Carrageenan and hydroxyethyl cellulose (HEC) are both natural products commonly used for the formulation of drugs. More recently they have been used to prepare buccal  and lyophilised xerogels  for drug delivery and wound healing [20, 21]. Lyophilised xerogels are shaped hydrophilic polymer glasses that adhere to the wound, adsorb fluid and form a viscous gel releasing any drugs contained within.

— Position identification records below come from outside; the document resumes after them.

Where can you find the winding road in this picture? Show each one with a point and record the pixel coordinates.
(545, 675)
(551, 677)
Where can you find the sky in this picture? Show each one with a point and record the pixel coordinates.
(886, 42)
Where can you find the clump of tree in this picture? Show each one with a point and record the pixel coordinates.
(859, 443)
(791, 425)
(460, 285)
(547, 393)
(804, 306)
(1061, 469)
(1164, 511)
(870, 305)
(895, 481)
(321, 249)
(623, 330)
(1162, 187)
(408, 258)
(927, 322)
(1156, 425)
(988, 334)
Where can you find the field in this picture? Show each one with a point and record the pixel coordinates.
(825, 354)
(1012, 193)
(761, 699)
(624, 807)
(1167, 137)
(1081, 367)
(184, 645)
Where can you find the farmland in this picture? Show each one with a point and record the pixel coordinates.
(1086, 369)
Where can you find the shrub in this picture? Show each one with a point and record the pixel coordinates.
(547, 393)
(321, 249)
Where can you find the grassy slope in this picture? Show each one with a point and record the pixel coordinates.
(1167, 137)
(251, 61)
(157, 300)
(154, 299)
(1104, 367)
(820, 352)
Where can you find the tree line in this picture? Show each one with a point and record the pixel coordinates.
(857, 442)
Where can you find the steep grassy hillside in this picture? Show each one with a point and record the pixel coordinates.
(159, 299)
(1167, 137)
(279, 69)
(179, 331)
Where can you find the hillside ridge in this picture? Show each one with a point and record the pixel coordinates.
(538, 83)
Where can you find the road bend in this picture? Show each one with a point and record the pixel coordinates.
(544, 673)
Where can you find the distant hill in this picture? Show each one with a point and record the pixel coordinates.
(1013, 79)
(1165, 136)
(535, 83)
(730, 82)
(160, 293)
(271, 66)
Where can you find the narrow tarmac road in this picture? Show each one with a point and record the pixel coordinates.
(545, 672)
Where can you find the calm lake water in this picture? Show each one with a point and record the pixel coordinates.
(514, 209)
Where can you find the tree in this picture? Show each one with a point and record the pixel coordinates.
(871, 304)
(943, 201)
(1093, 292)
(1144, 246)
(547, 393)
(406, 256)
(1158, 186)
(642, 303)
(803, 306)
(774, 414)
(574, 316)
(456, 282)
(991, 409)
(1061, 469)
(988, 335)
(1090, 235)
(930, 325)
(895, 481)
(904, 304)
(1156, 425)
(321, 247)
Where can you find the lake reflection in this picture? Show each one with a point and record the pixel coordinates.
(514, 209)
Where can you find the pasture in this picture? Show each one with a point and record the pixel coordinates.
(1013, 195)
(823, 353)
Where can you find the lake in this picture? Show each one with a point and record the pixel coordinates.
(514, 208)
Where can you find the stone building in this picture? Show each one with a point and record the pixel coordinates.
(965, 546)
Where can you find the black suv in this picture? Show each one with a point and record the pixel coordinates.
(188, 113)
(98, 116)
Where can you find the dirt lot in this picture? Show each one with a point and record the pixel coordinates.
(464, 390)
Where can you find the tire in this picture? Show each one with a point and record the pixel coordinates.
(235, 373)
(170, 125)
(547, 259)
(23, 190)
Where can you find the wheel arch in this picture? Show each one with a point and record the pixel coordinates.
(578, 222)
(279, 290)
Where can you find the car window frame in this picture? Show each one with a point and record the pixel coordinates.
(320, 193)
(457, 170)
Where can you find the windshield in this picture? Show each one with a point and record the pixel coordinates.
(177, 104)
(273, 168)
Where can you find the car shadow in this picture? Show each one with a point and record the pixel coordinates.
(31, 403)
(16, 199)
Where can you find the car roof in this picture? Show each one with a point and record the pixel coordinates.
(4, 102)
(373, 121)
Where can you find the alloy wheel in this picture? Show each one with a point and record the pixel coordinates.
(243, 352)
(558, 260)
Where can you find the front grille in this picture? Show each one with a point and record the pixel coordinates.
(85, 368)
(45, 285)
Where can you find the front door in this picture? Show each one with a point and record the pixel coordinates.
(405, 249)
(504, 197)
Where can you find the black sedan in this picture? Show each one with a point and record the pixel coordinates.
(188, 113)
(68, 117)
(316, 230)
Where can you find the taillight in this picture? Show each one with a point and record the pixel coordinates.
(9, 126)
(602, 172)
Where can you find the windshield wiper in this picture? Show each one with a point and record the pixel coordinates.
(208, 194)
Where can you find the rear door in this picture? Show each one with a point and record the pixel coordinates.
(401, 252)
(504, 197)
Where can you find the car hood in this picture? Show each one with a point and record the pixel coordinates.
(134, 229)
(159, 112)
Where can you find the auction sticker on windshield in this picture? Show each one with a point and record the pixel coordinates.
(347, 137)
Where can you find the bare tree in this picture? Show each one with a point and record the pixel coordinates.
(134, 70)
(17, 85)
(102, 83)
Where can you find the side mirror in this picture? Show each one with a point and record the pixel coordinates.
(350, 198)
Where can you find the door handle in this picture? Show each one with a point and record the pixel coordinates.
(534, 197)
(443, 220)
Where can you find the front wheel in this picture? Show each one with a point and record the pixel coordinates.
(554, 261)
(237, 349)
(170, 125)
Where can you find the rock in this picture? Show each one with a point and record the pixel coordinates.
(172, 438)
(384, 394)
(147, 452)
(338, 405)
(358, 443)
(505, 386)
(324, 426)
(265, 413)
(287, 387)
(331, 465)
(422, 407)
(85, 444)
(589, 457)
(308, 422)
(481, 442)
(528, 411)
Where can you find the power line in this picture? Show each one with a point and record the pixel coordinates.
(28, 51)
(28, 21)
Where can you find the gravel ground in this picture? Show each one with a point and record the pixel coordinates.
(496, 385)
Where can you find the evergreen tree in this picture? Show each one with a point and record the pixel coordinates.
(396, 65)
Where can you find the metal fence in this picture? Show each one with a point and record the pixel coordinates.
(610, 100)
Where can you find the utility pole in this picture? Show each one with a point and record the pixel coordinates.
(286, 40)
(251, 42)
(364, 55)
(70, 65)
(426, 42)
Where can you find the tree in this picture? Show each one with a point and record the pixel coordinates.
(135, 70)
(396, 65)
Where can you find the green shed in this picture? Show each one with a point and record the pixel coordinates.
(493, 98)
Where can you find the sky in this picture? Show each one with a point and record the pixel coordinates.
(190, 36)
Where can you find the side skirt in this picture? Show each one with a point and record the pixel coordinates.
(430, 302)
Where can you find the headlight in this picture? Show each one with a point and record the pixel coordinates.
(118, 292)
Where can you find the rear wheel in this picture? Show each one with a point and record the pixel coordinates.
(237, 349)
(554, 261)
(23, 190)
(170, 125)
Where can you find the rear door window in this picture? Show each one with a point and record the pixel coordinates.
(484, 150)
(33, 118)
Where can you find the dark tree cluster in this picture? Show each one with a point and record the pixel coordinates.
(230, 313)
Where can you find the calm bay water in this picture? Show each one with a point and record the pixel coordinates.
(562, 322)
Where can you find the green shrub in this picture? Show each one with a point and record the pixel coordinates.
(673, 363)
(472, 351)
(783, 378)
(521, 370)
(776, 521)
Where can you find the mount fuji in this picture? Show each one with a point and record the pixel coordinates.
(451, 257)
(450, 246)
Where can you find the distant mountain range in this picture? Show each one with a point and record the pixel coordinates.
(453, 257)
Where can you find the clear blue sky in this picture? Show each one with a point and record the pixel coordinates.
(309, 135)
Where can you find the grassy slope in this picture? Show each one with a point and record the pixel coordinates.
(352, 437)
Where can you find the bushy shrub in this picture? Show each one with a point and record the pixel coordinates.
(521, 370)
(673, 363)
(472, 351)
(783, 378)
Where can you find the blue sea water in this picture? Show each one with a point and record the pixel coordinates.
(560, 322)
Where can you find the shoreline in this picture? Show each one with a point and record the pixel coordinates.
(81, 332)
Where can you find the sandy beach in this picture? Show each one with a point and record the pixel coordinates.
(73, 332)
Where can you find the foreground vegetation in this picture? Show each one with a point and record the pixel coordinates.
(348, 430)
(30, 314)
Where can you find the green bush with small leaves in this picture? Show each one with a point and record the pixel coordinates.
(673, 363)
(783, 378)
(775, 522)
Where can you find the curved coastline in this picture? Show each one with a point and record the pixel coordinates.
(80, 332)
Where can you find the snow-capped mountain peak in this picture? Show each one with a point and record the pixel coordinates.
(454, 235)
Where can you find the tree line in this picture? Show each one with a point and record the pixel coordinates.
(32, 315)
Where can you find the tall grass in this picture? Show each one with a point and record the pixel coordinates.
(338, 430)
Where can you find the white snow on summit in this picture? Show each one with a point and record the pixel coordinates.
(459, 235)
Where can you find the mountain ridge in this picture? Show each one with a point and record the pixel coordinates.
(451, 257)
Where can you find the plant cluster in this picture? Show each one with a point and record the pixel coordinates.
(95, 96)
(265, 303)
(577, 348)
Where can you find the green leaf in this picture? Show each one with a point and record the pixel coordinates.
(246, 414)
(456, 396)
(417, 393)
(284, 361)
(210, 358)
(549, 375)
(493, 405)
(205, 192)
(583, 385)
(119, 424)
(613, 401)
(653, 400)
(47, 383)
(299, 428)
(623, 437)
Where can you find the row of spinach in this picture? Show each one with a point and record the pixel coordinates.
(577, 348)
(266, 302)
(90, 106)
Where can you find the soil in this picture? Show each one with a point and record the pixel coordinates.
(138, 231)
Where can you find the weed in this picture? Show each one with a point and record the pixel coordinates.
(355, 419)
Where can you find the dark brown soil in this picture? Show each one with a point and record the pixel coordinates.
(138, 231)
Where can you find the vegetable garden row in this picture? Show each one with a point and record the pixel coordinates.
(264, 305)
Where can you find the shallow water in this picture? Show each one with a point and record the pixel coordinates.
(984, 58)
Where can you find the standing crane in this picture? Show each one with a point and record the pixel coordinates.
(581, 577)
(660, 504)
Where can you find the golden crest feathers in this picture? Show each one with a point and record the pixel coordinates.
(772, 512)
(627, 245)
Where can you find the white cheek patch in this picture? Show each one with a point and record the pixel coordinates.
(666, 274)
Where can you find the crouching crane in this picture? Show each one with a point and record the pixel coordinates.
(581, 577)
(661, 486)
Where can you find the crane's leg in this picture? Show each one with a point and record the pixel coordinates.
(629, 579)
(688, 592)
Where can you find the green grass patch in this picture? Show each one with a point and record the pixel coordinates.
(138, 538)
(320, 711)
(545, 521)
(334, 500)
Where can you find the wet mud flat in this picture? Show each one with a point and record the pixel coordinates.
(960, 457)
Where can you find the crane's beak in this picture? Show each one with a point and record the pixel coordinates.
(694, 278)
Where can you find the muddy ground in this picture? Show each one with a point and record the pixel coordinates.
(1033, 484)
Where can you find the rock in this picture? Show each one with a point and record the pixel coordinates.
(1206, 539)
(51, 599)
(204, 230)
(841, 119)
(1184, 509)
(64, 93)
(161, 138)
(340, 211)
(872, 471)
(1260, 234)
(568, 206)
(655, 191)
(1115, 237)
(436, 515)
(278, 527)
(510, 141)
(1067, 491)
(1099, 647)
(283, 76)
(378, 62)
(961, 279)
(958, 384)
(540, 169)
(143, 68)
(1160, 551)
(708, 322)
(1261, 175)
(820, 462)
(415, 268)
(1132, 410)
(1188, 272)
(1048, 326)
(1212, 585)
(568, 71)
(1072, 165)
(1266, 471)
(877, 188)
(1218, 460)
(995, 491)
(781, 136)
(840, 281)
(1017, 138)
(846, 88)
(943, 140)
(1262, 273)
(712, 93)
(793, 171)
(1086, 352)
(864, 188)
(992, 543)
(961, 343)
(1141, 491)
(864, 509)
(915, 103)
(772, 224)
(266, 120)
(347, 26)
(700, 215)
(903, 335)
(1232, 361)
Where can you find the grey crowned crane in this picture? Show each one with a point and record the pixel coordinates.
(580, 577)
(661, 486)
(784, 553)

In this present study a model drug, Sulfathiazole (STH, figure 1), was intercalated into various clays(LAP, MMT, refined MMT, Tixogel VZ and Tixogel VP) and thenincorporated into a natural hydrogel consisting of either carrageenan or hydroxyethyl cellulose. The gels were subsequently lyophilised to form a dry xerogel. The composition of the xerogel was varied in terms of type and quantity of clay, polymer and drug to produce a matrix with optimal properties for wound healing and drug delivery applications. STH (pKa=7.2), an antimicrobial drug, is a weak acid with extremely low solubility in water (LogP=0.35). Formulation methodology was developed and optimal conditions (hydration time, pH, and clay concentration) for an even distribution of the drugs and clays within the aqueous polymeric matrix were realised by intercalating STH into the interlayers of refined MMT and various grades of LAP.
Experimental and Methods
MMT, refined MMT, various Tixogels (VP & VZ; CAS: 67479-91-8) and all LAP grades (CAS: 227605-22-3, XL21, RDS, RD and WXFP) were kindly gifted from BYK(Widnes, UK). Sulfathiazole (STH; CAS: 72-14-0, batch number: 053K3451) and Chitosan medium molecular weight (CAS: 9012-76-4, batch number: MKBH1108V) were purchased from Sigma Aldrich. The PEG 1500 (CAS: 25322-68-3, batch number: ZA3726628) was purchased from BDH and Hydroxethylcellulose (CAS: 9004-62-0, batch number: P-0189) from Aqualon Hercules. Carrageenan 812(CAS: 9000-07-1 232, Gelcarine) was kindly gifted from FMC BioPolymer company.
Dispersion of clays
A gradual ratio of MMT, refine MMT, Tixogels or various LAP grades [0.5-20%(w/w)] were added to 50 mL deionized water in separate beakers (200 mL) and stirred vigorously at 800rpm for 30 minutes at room temperature. The visual properties were inspected and initial pH determined before the drop wise addition of 1M NaOH or HCl while recording the pH accordingly. In order to enhance the solubility and obtain an even dispersion of 0.5-1.5% (w/w) MMT and Tixogels within the system, a gradual volume of ethanol (2-20 mL) was added while the mixture was constantly agitated. Furthermore, 0.5-1.5% (w/w) MMT or Tixogels were dispersed in 20 mL ethanol or propanol and the physical properties evaluated.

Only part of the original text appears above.